Je pousse le portillon grinçant et entre sur le terrain. Aussitôt, Mistral se détourne de sa proie et file à toute allure vers moi en aboyant aussi fort qu'il le peut. Dès qu'il arrive à ma hauteur, il me saute dessus à pleine vitesse, si bien qu'il me renverse au sol avant de me débarbouiller à grands coups de langue baveuse.
- Mistral ! Arrête idiot, tu vois bien que je suis de retour, pas la peine de me noyer !
Je le repousse gentiment tandis qu'il sautille joyeusement autour de moi tout en jappant de bonheur. J'adore ce chien.

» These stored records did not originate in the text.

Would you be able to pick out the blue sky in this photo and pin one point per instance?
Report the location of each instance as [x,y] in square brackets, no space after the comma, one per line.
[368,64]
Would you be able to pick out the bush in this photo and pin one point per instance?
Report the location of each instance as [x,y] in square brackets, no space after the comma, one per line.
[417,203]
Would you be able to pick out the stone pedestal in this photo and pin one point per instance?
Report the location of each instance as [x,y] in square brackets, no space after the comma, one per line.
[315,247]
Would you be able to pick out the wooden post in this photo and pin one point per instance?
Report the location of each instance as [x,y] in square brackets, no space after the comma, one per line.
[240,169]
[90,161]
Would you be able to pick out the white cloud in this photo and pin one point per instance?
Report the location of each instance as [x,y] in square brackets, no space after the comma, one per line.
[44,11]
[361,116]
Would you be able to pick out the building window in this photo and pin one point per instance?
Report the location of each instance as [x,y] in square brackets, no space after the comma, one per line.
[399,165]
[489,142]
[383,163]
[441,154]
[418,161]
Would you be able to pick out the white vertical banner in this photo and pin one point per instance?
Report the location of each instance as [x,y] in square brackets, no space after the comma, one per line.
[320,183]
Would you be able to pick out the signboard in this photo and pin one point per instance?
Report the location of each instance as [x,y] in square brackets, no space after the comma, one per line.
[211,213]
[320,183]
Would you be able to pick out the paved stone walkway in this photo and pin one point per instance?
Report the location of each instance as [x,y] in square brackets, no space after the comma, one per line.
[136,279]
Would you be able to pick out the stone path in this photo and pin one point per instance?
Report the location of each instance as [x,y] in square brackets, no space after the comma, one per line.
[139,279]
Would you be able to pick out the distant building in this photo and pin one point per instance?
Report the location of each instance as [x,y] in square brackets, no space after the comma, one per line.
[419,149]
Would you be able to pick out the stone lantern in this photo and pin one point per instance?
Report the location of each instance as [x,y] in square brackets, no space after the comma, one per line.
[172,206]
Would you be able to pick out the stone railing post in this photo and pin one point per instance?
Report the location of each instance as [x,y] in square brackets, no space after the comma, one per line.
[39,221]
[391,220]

Attiré dehors par les aboiements de cet imbécile de quadrupède sans cervelle, Tim, mon petit frère, glisse la tête en dehors de la maison. Dès qu'il croise mon regard, un large sourire s'affiche sur son visage et il me saute à son tour dans les bras.
- Angi ! Tu m'as manqué, grande sœur ! J'ai cru que tu reviendrai plus jamais !
Je ris tout en serrant mon petit frère dans mes bras.
- Tout va bien, Tim. Désormais, je ne bouge plus d'ici. Promis.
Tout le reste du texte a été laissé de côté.